75. Maḥmūd Shabistarī: The Rosegarden of Mystery - Shams al-Dīn Lāhījī: Keys to the Wonderous Exposition
A Sourcebook in Global Philosophy - Mohammed Rustom
Mukhtar H. Ali [+ ]
University of Illinois, Urbana Champaign
Description
Maḥmūd Shabistarī’s (d. 1320 CE) Gulshan-i rāz (The Rosegarden of Mystery) is among the most important expositions of the doctrines of the Sufi philosopher Ibn ʿArabī. The work has been subject to numerous commentaries, the most famous being the Persian commentary by Shams al-Dīn Lāhījī (d. 1506/7 CE) entitled Mafātīḥ al-iʿjāz fī sharḥ Gulshan-i rāz (Keys to the Wondrous Exposition: A Commentary upon the Rosegarden of Mystery) written in 1473. Lāhījī’s 800-page exposition of Shabistarī’s work is perhaps the most exhaustive treatment of Ibn ʿArabī thought and a major contribution to the philosophical Sufi tradition.
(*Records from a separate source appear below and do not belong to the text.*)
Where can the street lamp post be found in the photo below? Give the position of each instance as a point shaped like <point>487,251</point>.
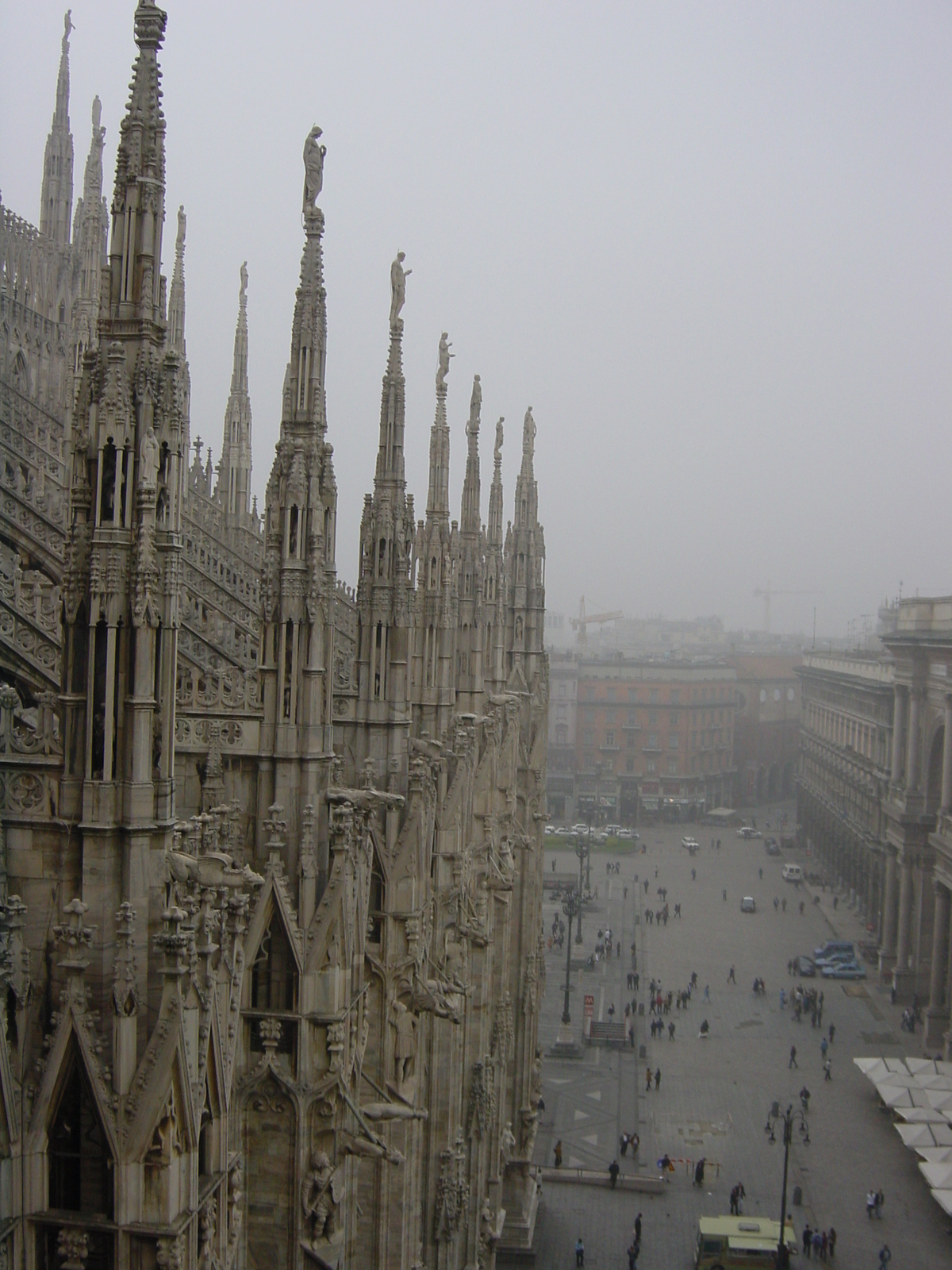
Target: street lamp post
<point>789,1119</point>
<point>581,854</point>
<point>570,906</point>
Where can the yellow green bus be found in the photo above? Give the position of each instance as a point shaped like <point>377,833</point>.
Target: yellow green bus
<point>739,1242</point>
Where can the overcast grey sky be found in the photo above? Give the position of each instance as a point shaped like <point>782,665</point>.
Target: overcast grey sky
<point>710,244</point>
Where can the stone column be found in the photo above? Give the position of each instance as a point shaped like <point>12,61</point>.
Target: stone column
<point>913,743</point>
<point>899,702</point>
<point>905,916</point>
<point>889,912</point>
<point>937,1014</point>
<point>947,760</point>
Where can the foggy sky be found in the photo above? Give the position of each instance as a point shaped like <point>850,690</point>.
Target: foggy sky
<point>710,244</point>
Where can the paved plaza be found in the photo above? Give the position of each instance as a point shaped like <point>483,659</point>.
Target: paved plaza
<point>715,1094</point>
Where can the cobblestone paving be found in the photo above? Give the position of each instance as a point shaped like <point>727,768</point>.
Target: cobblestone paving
<point>715,1094</point>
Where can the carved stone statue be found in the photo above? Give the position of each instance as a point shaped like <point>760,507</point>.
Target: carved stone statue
<point>475,406</point>
<point>405,1052</point>
<point>314,169</point>
<point>397,286</point>
<point>444,355</point>
<point>148,460</point>
<point>528,433</point>
<point>321,1191</point>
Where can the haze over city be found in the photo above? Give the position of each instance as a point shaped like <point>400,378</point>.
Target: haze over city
<point>708,245</point>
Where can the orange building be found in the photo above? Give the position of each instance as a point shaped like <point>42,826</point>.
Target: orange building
<point>653,738</point>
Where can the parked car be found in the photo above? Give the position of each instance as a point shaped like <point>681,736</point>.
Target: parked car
<point>844,971</point>
<point>835,946</point>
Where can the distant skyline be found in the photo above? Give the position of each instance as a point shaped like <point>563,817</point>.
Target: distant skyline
<point>708,244</point>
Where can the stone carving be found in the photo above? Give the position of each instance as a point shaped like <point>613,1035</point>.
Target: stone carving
<point>314,169</point>
<point>397,286</point>
<point>321,1193</point>
<point>405,1051</point>
<point>148,460</point>
<point>528,435</point>
<point>444,355</point>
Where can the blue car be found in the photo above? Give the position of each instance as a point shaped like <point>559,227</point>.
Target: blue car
<point>844,971</point>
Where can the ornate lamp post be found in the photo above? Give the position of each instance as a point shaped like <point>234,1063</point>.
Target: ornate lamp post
<point>571,905</point>
<point>581,854</point>
<point>787,1121</point>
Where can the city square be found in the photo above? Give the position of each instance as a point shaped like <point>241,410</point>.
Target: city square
<point>715,1094</point>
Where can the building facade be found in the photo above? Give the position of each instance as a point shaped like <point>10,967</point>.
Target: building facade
<point>272,855</point>
<point>651,738</point>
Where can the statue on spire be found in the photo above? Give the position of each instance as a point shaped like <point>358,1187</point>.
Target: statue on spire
<point>314,169</point>
<point>528,435</point>
<point>397,286</point>
<point>473,427</point>
<point>444,355</point>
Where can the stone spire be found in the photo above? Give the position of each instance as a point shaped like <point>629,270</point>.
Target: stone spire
<point>90,229</point>
<point>470,511</point>
<point>175,330</point>
<point>235,469</point>
<point>393,410</point>
<point>438,495</point>
<point>139,197</point>
<point>304,406</point>
<point>494,526</point>
<point>56,194</point>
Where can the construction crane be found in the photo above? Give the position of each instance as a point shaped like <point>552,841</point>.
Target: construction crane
<point>768,594</point>
<point>584,620</point>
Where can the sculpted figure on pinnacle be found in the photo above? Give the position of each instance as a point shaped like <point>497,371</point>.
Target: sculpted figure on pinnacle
<point>444,355</point>
<point>314,169</point>
<point>397,286</point>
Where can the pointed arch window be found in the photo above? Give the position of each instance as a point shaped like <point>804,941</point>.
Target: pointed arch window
<point>79,1161</point>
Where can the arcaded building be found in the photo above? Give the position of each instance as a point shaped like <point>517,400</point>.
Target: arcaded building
<point>272,845</point>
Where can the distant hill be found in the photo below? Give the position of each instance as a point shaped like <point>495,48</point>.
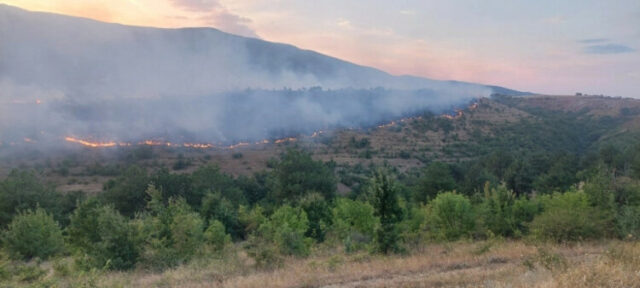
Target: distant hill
<point>116,82</point>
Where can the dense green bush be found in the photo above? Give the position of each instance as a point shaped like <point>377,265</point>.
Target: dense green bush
<point>384,192</point>
<point>297,173</point>
<point>217,207</point>
<point>628,222</point>
<point>319,215</point>
<point>353,223</point>
<point>506,215</point>
<point>23,190</point>
<point>216,236</point>
<point>569,217</point>
<point>450,216</point>
<point>103,237</point>
<point>173,232</point>
<point>286,230</point>
<point>436,178</point>
<point>127,192</point>
<point>33,234</point>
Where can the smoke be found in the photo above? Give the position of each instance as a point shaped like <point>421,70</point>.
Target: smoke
<point>62,76</point>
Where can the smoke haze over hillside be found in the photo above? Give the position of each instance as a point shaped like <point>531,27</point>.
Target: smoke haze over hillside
<point>70,76</point>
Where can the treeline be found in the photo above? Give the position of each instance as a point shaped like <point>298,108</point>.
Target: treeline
<point>158,219</point>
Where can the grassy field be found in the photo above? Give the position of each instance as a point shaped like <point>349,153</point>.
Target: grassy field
<point>461,264</point>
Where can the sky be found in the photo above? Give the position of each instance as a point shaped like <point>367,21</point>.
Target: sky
<point>544,46</point>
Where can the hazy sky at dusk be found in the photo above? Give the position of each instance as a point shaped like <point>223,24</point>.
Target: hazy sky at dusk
<point>547,46</point>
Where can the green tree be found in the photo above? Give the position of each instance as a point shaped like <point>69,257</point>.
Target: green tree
<point>354,223</point>
<point>437,178</point>
<point>33,234</point>
<point>297,173</point>
<point>104,236</point>
<point>173,232</point>
<point>285,230</point>
<point>216,236</point>
<point>127,191</point>
<point>217,207</point>
<point>451,216</point>
<point>319,215</point>
<point>387,208</point>
<point>24,190</point>
<point>569,217</point>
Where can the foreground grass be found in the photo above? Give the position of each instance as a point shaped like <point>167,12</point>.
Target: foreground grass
<point>477,264</point>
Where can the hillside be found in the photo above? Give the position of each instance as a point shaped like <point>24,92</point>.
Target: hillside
<point>563,124</point>
<point>110,82</point>
<point>532,191</point>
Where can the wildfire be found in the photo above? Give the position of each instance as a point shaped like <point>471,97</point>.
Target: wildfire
<point>289,139</point>
<point>241,144</point>
<point>390,124</point>
<point>91,144</point>
<point>197,145</point>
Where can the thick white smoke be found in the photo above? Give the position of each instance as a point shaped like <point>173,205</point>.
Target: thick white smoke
<point>70,76</point>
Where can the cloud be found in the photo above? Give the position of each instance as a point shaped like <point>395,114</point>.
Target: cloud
<point>196,5</point>
<point>215,14</point>
<point>554,20</point>
<point>608,49</point>
<point>593,40</point>
<point>231,23</point>
<point>408,12</point>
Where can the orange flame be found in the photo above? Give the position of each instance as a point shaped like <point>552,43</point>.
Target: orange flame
<point>90,144</point>
<point>241,144</point>
<point>289,139</point>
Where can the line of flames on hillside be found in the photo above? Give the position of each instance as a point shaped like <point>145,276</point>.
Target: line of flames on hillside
<point>97,144</point>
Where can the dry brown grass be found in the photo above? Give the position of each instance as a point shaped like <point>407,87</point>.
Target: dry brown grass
<point>505,264</point>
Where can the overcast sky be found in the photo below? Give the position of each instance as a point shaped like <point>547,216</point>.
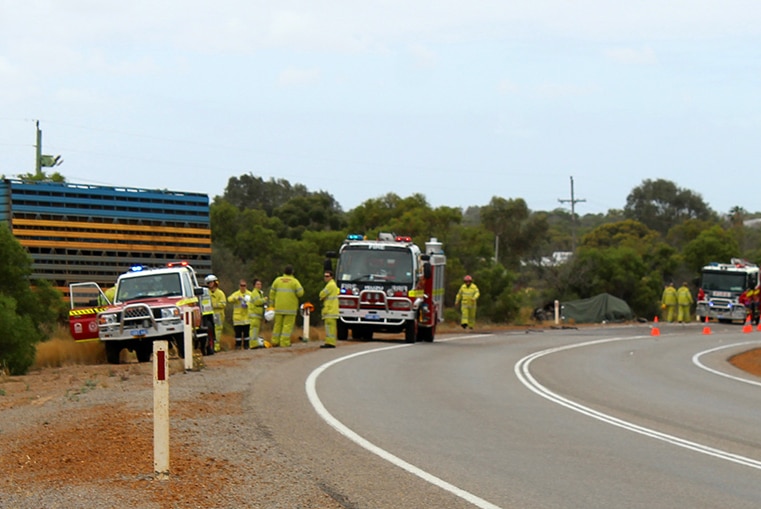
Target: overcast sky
<point>459,101</point>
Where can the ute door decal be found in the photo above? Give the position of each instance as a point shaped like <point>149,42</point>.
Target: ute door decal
<point>87,300</point>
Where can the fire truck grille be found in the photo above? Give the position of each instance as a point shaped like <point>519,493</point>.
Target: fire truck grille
<point>137,313</point>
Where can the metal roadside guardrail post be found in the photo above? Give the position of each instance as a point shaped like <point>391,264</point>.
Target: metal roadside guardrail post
<point>160,410</point>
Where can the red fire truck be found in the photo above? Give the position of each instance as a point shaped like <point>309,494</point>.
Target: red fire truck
<point>389,285</point>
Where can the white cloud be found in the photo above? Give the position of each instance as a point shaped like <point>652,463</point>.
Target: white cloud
<point>423,56</point>
<point>632,56</point>
<point>507,87</point>
<point>298,77</point>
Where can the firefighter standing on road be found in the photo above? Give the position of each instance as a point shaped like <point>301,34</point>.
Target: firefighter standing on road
<point>669,302</point>
<point>284,297</point>
<point>219,303</point>
<point>684,301</point>
<point>256,312</point>
<point>329,298</point>
<point>467,295</point>
<point>241,300</point>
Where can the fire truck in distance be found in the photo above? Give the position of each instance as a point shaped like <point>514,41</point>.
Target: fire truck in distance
<point>721,287</point>
<point>149,304</point>
<point>389,285</point>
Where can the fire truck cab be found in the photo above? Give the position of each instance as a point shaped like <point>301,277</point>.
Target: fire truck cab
<point>721,288</point>
<point>389,285</point>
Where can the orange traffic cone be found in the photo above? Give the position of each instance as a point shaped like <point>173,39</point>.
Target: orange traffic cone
<point>655,331</point>
<point>706,329</point>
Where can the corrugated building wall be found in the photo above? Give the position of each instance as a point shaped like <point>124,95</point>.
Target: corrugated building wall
<point>77,232</point>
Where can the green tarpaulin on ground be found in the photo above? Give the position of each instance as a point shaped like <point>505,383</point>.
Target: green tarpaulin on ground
<point>600,308</point>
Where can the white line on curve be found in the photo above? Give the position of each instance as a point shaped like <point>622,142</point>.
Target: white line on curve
<point>697,356</point>
<point>311,384</point>
<point>523,372</point>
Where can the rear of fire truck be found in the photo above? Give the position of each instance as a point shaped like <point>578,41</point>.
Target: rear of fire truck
<point>722,290</point>
<point>390,285</point>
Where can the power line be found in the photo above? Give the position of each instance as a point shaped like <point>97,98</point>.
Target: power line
<point>573,202</point>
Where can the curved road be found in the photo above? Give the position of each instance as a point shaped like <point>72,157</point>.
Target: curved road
<point>589,418</point>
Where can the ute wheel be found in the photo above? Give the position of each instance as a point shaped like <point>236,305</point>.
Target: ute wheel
<point>425,334</point>
<point>179,344</point>
<point>342,331</point>
<point>143,351</point>
<point>113,351</point>
<point>410,331</point>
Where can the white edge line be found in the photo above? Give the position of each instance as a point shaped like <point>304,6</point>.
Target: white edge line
<point>311,384</point>
<point>522,371</point>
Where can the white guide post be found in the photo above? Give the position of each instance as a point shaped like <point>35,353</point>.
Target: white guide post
<point>160,410</point>
<point>187,319</point>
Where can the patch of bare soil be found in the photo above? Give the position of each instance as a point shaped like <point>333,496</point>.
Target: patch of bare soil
<point>78,429</point>
<point>749,361</point>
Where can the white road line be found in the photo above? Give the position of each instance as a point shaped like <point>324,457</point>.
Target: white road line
<point>311,384</point>
<point>697,356</point>
<point>523,372</point>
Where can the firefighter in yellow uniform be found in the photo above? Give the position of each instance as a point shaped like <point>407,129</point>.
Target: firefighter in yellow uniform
<point>684,301</point>
<point>752,301</point>
<point>218,303</point>
<point>669,302</point>
<point>466,298</point>
<point>329,298</point>
<point>256,312</point>
<point>284,298</point>
<point>240,300</point>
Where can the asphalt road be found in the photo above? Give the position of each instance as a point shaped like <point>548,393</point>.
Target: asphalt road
<point>589,418</point>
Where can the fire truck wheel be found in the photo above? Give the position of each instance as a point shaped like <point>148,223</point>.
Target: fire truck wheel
<point>342,331</point>
<point>410,331</point>
<point>143,351</point>
<point>113,350</point>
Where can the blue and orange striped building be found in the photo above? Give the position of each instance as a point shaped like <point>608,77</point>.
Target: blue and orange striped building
<point>76,232</point>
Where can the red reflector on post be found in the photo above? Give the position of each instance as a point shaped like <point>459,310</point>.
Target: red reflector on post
<point>161,366</point>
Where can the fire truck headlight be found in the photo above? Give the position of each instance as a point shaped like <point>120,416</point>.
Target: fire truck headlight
<point>108,319</point>
<point>173,312</point>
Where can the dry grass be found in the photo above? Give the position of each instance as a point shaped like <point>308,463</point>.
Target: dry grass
<point>61,350</point>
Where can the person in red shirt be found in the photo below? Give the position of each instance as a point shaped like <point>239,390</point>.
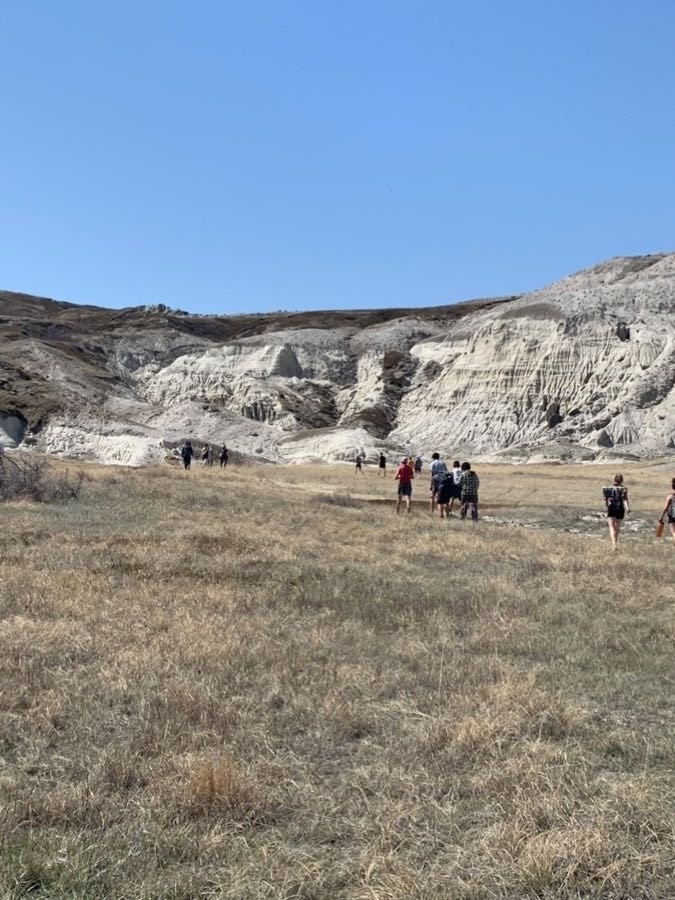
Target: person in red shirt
<point>404,476</point>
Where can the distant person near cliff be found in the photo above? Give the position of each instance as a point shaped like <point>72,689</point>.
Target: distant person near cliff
<point>616,501</point>
<point>222,457</point>
<point>469,485</point>
<point>437,470</point>
<point>187,453</point>
<point>404,476</point>
<point>669,511</point>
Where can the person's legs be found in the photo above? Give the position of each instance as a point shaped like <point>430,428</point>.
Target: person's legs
<point>613,525</point>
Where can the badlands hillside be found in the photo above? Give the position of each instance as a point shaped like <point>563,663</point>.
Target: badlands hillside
<point>583,369</point>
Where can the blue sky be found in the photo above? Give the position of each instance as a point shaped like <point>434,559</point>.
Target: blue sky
<point>225,157</point>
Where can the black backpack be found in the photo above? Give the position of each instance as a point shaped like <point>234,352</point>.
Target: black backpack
<point>614,499</point>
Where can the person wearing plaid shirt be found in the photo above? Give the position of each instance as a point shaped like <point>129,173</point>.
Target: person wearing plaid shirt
<point>469,484</point>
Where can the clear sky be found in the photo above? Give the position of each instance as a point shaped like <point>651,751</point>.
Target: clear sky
<point>223,157</point>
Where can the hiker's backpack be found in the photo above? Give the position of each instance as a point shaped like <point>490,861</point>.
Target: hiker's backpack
<point>614,500</point>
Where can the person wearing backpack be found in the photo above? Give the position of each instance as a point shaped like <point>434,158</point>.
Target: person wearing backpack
<point>669,510</point>
<point>616,500</point>
<point>438,470</point>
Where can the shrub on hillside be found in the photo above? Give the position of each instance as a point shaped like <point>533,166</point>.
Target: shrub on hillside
<point>34,479</point>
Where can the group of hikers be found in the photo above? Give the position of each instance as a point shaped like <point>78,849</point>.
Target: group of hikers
<point>207,455</point>
<point>460,483</point>
<point>616,502</point>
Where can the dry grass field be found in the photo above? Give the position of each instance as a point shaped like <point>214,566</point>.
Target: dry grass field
<point>262,683</point>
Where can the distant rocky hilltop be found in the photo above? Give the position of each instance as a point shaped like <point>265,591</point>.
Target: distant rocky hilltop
<point>583,369</point>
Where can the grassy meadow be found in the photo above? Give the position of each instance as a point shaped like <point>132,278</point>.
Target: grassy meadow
<point>262,683</point>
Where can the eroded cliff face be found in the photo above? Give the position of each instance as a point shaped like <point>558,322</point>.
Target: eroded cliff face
<point>582,369</point>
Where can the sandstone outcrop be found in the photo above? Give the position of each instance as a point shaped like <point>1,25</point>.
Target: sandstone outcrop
<point>582,369</point>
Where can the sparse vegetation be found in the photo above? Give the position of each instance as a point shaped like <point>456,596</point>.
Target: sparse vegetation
<point>261,683</point>
<point>32,478</point>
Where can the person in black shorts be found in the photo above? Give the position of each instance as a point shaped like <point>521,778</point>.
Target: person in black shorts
<point>444,493</point>
<point>669,510</point>
<point>456,473</point>
<point>616,500</point>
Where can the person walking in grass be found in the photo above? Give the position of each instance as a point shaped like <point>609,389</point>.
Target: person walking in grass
<point>186,454</point>
<point>437,470</point>
<point>468,486</point>
<point>669,511</point>
<point>456,473</point>
<point>404,476</point>
<point>616,501</point>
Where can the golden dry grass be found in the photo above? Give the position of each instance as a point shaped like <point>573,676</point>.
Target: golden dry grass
<point>261,683</point>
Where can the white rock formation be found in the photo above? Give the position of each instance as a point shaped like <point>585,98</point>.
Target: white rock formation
<point>582,369</point>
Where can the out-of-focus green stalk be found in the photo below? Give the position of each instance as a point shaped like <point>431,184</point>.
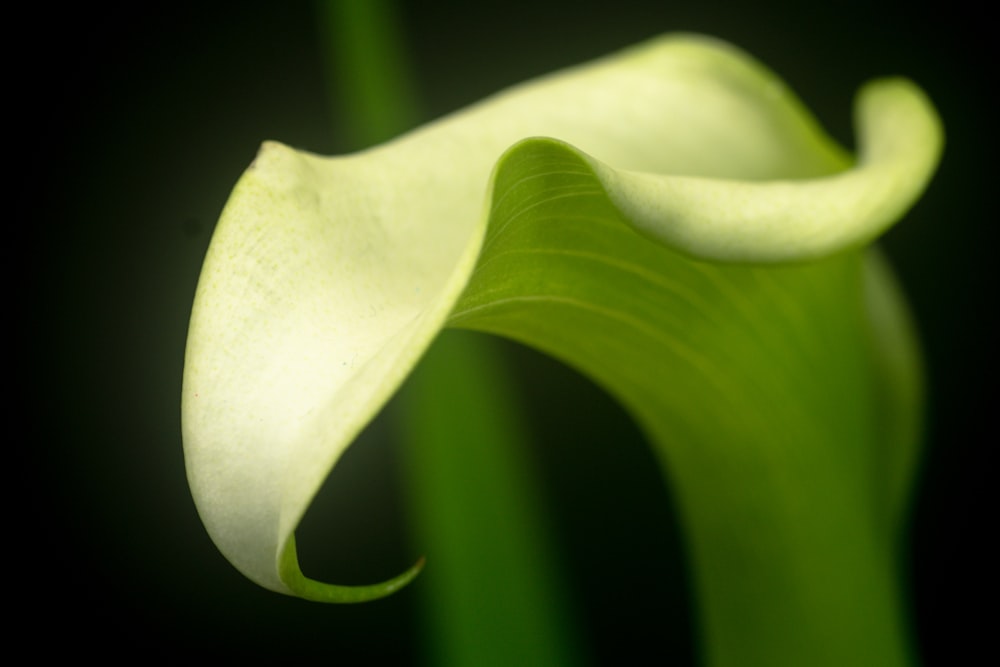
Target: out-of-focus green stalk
<point>495,595</point>
<point>490,587</point>
<point>369,83</point>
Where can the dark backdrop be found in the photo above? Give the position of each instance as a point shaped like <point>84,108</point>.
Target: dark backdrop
<point>134,124</point>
The present entry discusses the nature of the self: Shabistarī asserts that the “I” of selfhood is first and foremost the Ipseity of Absolute Being. When Being is individuated, It refers to Itself as an “I.” Yet multiplicity, and hence other “selves,” arise from Being in the same way light shines through the apertures of the lattice of a lamp-niche. Drawing from the Quran’s famous Light Verse, our authors then describe the microcosmic “I” vis-à-vis the inward degrees of the human spirit.